Esta emotiva selección de textos nos muestra que este episodio que vivimos los venezolanos es un redescubrimiento de nosotros mismos y de nuestras prioridades. Los relatos son el indicio de que migrar ha sido la ocasión para encontrar qué es lo verdaderamente valioso e importante y nos empuja a trascender nuestras limitaciones; son el suelo fértil para el nacimiento de importantes redes de ayuda desde el exilio, para los compatriotas que siguen en Venezuela y para los que llegan, como un abrazo que recibe y que entiende sin que haga falta explicación.

A través de estas catorce historias se nos presentan otras miradas del exilio, ese que emprende en tierras nuevas, el que descubre que la integración es una suerte de medicina bastante efectiva para sobrellevar el duelo, ese que entiende que la fuga de cerebros es también talento que crece y madura, listo para una nueva Venezuela, mientras nos hincha el pecho de orgullo cuando lo sabemos al servicio del país que lo recibe.

Este libro es una invitación a levantar la mirada, para entender que podemos ser biculturales, que rompimos las fronteras de Venezuela y la sembramos en el mundo con miles de sucursales; es recordarnos que esta segunda vida nos ha hecho más humildes, resilientes, fuertes y libres.
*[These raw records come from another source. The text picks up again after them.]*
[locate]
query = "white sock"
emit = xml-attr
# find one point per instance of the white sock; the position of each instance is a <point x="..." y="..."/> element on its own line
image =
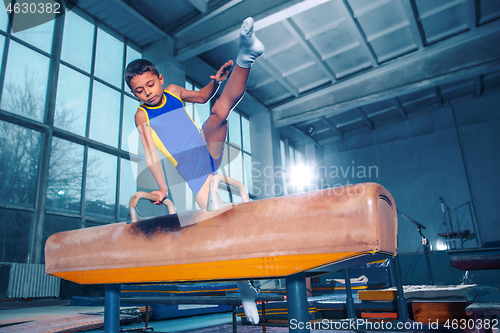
<point x="250" y="47"/>
<point x="248" y="295"/>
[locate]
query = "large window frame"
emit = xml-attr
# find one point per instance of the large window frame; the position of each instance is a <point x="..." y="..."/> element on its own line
<point x="49" y="132"/>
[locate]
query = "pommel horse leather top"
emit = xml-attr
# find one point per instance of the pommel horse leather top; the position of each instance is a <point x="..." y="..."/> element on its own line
<point x="269" y="238"/>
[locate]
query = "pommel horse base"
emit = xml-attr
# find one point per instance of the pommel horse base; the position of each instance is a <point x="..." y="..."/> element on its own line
<point x="285" y="237"/>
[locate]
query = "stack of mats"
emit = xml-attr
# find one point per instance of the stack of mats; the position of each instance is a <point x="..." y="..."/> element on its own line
<point x="169" y="311"/>
<point x="335" y="307"/>
<point x="185" y="289"/>
<point x="279" y="310"/>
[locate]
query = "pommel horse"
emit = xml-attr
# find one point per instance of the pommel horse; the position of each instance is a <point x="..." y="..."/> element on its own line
<point x="284" y="237"/>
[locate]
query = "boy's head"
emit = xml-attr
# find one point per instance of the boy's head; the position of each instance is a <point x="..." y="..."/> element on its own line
<point x="143" y="79"/>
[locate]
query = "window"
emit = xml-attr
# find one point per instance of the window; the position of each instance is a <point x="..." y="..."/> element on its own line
<point x="65" y="176"/>
<point x="72" y="100"/>
<point x="26" y="78"/>
<point x="19" y="160"/>
<point x="77" y="131"/>
<point x="78" y="41"/>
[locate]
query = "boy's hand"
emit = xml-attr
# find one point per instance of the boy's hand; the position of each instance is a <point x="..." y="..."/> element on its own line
<point x="162" y="194"/>
<point x="222" y="72"/>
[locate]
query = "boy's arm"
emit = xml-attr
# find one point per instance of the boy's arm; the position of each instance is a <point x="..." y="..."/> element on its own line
<point x="151" y="155"/>
<point x="206" y="93"/>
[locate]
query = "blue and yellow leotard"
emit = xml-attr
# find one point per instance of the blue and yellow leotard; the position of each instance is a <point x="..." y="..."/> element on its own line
<point x="176" y="136"/>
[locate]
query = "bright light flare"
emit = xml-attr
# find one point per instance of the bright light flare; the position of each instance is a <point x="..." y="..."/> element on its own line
<point x="301" y="176"/>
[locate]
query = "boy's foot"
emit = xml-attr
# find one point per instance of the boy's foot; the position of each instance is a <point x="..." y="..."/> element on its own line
<point x="250" y="47"/>
<point x="248" y="295"/>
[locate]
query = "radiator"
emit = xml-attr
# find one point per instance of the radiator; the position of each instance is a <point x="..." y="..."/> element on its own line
<point x="30" y="281"/>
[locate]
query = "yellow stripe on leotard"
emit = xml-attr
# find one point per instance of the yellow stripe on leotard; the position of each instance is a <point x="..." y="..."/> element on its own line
<point x="156" y="140"/>
<point x="168" y="92"/>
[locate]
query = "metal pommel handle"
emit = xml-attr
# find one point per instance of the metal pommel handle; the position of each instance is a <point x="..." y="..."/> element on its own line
<point x="214" y="199"/>
<point x="134" y="215"/>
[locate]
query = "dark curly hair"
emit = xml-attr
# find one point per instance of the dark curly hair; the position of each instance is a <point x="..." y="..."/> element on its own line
<point x="139" y="67"/>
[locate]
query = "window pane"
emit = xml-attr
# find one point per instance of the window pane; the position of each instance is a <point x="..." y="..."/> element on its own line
<point x="90" y="224"/>
<point x="39" y="36"/>
<point x="72" y="101"/>
<point x="109" y="58"/>
<point x="78" y="41"/>
<point x="224" y="195"/>
<point x="54" y="224"/>
<point x="234" y="128"/>
<point x="128" y="185"/>
<point x="224" y="167"/>
<point x="4" y="20"/>
<point x="105" y="115"/>
<point x="132" y="54"/>
<point x="283" y="155"/>
<point x="247" y="160"/>
<point x="26" y="79"/>
<point x="15" y="230"/>
<point x="292" y="157"/>
<point x="65" y="176"/>
<point x="130" y="136"/>
<point x="101" y="184"/>
<point x="298" y="158"/>
<point x="19" y="158"/>
<point x="237" y="198"/>
<point x="2" y="44"/>
<point x="245" y="127"/>
<point x="236" y="166"/>
<point x="202" y="111"/>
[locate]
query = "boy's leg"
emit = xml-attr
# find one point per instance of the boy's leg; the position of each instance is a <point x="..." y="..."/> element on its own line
<point x="215" y="127"/>
<point x="202" y="196"/>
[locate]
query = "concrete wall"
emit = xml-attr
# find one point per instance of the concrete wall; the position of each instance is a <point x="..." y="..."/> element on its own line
<point x="266" y="157"/>
<point x="426" y="158"/>
<point x="453" y="153"/>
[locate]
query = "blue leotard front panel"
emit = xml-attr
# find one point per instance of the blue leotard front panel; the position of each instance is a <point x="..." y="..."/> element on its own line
<point x="179" y="139"/>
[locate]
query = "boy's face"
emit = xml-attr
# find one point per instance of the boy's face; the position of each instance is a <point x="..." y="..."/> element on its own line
<point x="148" y="88"/>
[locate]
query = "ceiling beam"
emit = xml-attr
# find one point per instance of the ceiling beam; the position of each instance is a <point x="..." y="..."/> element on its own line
<point x="308" y="47"/>
<point x="201" y="5"/>
<point x="303" y="135"/>
<point x="262" y="20"/>
<point x="207" y="17"/>
<point x="416" y="28"/>
<point x="140" y="18"/>
<point x="400" y="108"/>
<point x="478" y="89"/>
<point x="466" y="55"/>
<point x="357" y="31"/>
<point x="365" y="118"/>
<point x="472" y="14"/>
<point x="332" y="126"/>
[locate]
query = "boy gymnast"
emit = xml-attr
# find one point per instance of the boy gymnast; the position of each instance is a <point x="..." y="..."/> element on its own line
<point x="196" y="154"/>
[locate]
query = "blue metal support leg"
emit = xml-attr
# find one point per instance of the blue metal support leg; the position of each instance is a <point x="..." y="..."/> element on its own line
<point x="349" y="302"/>
<point x="396" y="273"/>
<point x="298" y="309"/>
<point x="112" y="308"/>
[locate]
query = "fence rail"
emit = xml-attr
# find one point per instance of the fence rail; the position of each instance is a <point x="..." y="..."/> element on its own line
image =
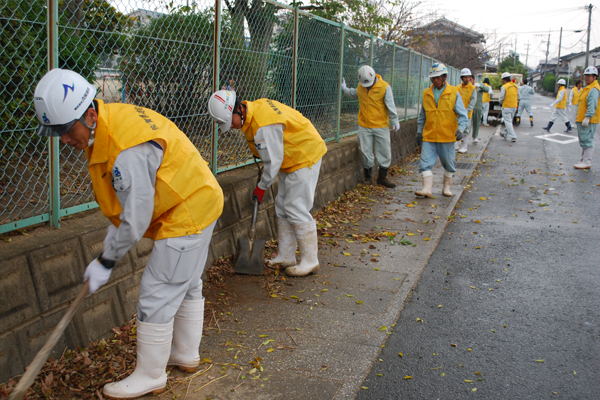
<point x="170" y="57"/>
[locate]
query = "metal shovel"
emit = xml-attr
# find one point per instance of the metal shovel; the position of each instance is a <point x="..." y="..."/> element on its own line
<point x="250" y="257"/>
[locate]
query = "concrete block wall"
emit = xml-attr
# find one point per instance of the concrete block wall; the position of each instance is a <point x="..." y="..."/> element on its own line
<point x="38" y="281"/>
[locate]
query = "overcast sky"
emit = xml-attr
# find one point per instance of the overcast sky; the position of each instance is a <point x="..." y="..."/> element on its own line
<point x="528" y="21"/>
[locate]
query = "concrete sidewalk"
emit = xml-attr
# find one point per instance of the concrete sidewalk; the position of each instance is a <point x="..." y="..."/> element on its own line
<point x="316" y="337"/>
Para muchos es también el reencuentro con la historia de sus ancestros, esos que llegaron a Venezuela con una maleta y esperanza, justo como ahora lo hacen sus descendientes en el suelo que ellos dejaron.

Florecer lejos de casa es el recordatorio de la oportunidad que se nos presenta en medio de la tragedia, una ocasión para hacerlo diferente como ciudadanos, cuidando con mayor celo el tesoro de la libertad, agradeciendo con trabajo y dedicación al suelo que nos recibe, empecinados en salir adelante dignamente, soñando con abrazar nuestros afectos, construyendo país en la distancia al reinventarnos descubriendo lo mejor de cada uno; convencidos de que la tarea es dura, pero que lo necesario para triunfar no hay buscarlo en ninguna parte porque está dentro de nosotros.